We plan to use two methods. First, General-recipe multinomial **Logistic Regression** and then **Bayesian multinomial regression**.


Logistic regression is easy to implement, interpret, and is very efficient to train. It can easily extend to multiple classes(multinomial regression). Has a good accuracy for many simple data sets and it performs well when the dataset is linearly separable.

Bayesian analyses of multivariate binary or categorical outcomes typically rely on probit or mixed effects logistic regression models that do not have a marginal logistic structure for the individual outcomes.

## MNIST dataset



The MNIST database  is a dataset of handwritten digits that has been and is extensively used in machine learning. There are $10$ classes, each image is $28\times28$ pixels and, therefore, each input is $x_i\in\mathbb{R}^{784}$. 
The MNIST database of handwritten digits, available from this page, has a training set of 60,000 examples, and a test set of 10,000 examples. It is a subset of a larger set available from NIST. The digits have been size-normalized and centered in a fixed-size image.

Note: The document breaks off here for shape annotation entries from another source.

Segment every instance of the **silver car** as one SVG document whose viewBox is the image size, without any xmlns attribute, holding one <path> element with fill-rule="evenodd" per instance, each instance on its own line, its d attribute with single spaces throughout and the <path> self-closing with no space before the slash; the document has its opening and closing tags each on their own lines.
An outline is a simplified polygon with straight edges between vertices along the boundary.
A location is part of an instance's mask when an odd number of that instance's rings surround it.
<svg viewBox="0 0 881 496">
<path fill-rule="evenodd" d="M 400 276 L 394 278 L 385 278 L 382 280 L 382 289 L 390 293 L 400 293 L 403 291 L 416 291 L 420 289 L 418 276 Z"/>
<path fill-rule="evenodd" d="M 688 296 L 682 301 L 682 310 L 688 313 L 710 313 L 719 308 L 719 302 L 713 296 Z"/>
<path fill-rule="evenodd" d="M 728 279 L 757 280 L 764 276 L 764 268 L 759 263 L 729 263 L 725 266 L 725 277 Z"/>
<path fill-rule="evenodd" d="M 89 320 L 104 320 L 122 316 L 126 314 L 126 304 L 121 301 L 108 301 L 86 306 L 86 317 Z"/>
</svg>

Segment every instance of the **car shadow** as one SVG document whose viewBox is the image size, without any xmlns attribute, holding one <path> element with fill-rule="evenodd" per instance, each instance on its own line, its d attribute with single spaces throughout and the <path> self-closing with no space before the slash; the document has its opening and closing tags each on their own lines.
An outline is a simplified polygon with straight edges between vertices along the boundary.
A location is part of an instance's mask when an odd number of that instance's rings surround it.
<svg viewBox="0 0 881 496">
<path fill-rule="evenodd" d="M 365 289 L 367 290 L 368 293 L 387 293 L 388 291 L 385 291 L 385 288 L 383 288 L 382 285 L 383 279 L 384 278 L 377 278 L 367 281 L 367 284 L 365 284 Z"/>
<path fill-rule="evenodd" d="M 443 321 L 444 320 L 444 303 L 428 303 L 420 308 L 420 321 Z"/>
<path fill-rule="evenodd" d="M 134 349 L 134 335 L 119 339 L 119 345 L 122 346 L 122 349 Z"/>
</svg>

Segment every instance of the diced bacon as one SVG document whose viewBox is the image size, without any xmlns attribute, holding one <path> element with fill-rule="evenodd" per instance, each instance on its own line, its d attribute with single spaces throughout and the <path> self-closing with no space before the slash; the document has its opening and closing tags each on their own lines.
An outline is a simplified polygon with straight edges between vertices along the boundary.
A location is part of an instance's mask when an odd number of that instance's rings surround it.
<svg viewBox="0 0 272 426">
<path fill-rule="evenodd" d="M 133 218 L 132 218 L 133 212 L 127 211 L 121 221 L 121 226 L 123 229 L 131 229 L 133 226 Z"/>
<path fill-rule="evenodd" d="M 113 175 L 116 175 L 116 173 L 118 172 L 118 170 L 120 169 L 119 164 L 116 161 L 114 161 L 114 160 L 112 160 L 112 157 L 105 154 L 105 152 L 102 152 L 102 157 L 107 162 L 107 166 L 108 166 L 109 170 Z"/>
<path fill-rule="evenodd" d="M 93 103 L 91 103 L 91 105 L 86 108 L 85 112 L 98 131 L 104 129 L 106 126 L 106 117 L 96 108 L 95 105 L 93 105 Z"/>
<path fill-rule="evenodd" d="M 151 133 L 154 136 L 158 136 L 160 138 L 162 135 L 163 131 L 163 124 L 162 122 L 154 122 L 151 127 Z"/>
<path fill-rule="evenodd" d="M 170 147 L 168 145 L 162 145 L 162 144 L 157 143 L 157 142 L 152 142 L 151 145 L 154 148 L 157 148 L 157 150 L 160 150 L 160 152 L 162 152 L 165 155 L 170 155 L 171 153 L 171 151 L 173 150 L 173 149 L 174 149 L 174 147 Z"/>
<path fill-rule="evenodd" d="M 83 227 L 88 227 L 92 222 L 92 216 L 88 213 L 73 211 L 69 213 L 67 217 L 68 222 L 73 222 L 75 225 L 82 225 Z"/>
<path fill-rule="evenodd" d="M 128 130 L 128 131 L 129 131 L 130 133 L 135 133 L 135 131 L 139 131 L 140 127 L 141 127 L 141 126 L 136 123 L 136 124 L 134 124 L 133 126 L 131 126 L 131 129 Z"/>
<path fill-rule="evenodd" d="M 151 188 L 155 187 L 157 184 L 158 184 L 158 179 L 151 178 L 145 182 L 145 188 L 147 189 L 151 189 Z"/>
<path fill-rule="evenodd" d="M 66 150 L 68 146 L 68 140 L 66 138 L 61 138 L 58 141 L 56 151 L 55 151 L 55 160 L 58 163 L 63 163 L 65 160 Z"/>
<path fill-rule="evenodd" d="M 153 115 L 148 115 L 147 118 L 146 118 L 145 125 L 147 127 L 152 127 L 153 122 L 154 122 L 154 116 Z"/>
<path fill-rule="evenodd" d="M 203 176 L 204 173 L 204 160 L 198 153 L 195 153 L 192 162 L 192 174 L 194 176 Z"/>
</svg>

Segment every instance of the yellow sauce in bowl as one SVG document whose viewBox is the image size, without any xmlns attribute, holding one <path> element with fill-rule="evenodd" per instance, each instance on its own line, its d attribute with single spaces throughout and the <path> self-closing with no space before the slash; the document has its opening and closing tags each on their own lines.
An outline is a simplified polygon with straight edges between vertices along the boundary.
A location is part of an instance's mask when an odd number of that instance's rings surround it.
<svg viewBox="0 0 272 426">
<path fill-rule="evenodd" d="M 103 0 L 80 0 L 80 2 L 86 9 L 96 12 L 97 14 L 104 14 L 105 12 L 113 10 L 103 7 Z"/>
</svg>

It is a starter database for those who want to try learning techniques and pattern recognition methods on real-world data.

Four files are available on this site:

* train-images-idx3-ubyte.gz:  training set images
* train-labels-idx1-ubyte.gz:  training set labels
* t10k-images-idx3-ubyte.gz:   test set images
* t10k-labels-idx1-ubyte.gz:   test set labels

The MNIST problem is a dataset developed by Yann LeCun, Corinna Cortes and Christopher Burges at various capacities.

## Task

You have to extend the code to manage any arbitrary number of classes, in other words you have to implement a general-recipe multinomial logistic classifier and Bayesian multinomial logistic classifier.

You must then select  3 digits at random and perform  the following task. 

1. Your goal is to use Bayesian multinomial logistic regression (as in the road-sign notebook) to solve this classification problem. 

2. You can downsize the training dataset (e.g., 40% training and 60%testing) if the computation of the posterior takes too much time in your computer.

3. Use the posterior uncertainty to detect the instances (digits) in the test set that are hard to classify and remove them from the test-set.

4. Then you need to compute again the accuracy of the general-recipe logistic regression on the remaining (non-difficult) instances and comment on the result.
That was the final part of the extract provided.